Neutrinos are different from the other components of cosmic rays in one hugely important way: They don’t interact with other forms of matter much at all. They don’t have any electrical charge so Earth’s magnetism doesn’t deflect them. And they travel through the universe in a relatively straight line, and we can trace them back to a source.

...

The particular neutrino — and it was just one — that led to the new discovery hit the ice cube in September 2017 with an energy of 290 terra electron-volts. Again, that’s 40 times as energetic as the particles in the LHC.
posted by mubba at 8:04 AM on July 13, 2018 [2 favorites]


Isn't the LHC 13 TeV? Either way, the accelerators I work with are 250MeV, so I'm kind of boggling at the idea of something a million times more energetic.
posted by rhamphorhynchus at 10:31 AM on July 13, 2018 [1 favorite]


The speed of neutrinos is so close to the speed of light, that neutrinos from supernovas in other galaxies arrive hours before visible light. This discrepancy is explained by the fact that stars are opaque to visible light but not neutrinos, and it takes hours for the shock wave from the collapsing core to reach the surface.
posted by GenderNullPointerException at 11:35 AM on July 13, 2018 [2 favorites]


rhamphorhynchus, the 13 TeV at the LHC is the collision energy measured in the center of mass reference frame. Each beam of protons is ~6.5 TeV, so I guess they're approximating the "40 times" there.

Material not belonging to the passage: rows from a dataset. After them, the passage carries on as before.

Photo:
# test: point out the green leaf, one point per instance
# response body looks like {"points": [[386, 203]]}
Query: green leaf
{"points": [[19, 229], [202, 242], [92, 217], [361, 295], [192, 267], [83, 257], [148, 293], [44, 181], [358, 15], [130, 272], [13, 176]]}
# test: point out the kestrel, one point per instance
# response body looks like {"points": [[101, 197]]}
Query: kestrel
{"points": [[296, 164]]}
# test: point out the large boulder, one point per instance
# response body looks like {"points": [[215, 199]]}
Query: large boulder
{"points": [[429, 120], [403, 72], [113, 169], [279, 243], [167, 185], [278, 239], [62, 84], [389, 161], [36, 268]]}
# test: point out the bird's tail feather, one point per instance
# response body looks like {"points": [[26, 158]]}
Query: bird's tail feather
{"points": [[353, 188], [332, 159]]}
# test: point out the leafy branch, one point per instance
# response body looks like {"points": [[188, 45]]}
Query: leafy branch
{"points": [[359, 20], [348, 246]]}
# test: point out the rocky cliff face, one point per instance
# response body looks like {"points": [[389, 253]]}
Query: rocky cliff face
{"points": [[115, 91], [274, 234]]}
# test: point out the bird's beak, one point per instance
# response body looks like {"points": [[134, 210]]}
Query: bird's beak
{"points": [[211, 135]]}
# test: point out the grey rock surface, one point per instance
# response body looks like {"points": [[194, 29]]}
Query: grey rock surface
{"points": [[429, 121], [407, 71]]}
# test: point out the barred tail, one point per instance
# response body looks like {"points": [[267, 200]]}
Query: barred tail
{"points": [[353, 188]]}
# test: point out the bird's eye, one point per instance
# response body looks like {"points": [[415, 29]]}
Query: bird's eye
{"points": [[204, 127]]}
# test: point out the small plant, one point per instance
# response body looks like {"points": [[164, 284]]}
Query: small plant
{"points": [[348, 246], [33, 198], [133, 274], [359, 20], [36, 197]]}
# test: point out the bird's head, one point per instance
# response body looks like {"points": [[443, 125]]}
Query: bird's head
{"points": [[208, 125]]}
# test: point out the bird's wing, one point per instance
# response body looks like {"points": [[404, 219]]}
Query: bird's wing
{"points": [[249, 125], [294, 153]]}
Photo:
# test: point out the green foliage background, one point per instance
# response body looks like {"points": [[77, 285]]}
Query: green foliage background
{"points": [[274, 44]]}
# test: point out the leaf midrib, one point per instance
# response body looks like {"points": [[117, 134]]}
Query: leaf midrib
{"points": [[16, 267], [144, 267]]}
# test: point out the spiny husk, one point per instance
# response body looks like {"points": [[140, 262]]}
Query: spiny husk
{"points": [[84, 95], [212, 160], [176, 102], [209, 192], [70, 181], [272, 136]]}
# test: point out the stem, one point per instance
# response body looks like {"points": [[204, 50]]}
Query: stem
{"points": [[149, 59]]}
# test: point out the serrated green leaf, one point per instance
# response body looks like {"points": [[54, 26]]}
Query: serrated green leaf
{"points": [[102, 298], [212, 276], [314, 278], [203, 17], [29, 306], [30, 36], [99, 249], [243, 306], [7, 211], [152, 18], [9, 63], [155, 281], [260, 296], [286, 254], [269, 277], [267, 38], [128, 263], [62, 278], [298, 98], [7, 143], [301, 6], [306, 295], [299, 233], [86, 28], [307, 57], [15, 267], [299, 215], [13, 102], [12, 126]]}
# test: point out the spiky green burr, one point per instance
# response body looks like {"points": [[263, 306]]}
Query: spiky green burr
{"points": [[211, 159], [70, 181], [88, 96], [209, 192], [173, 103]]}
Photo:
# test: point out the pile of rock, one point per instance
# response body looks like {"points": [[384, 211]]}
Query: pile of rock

This is the main purpose for IceCube.
IceCube is studying many questions in physics, particularly about neutrinos, but they certainly have a unique window to parts of astrophysics other detectors can't begin to touch!
posted by spelunkingplato at 4:16 PM on July 13, 2018 [2 favorites]


Conservation of momentum.

Well sure, that works fine on paper with imaginary billiard balls, but that scientists can actually do it with subatomic particles moving at significant fractions of the speed of light is amazing.
posted by straight at 12:45 AM on July 14, 2018


Thanks spelunkingplato, that makes sense.
posted by rhamphorhynchus at 5:35 AM on July 14, 2018


This puts us one small step further towards eventually being able to harness the Power Cosmic!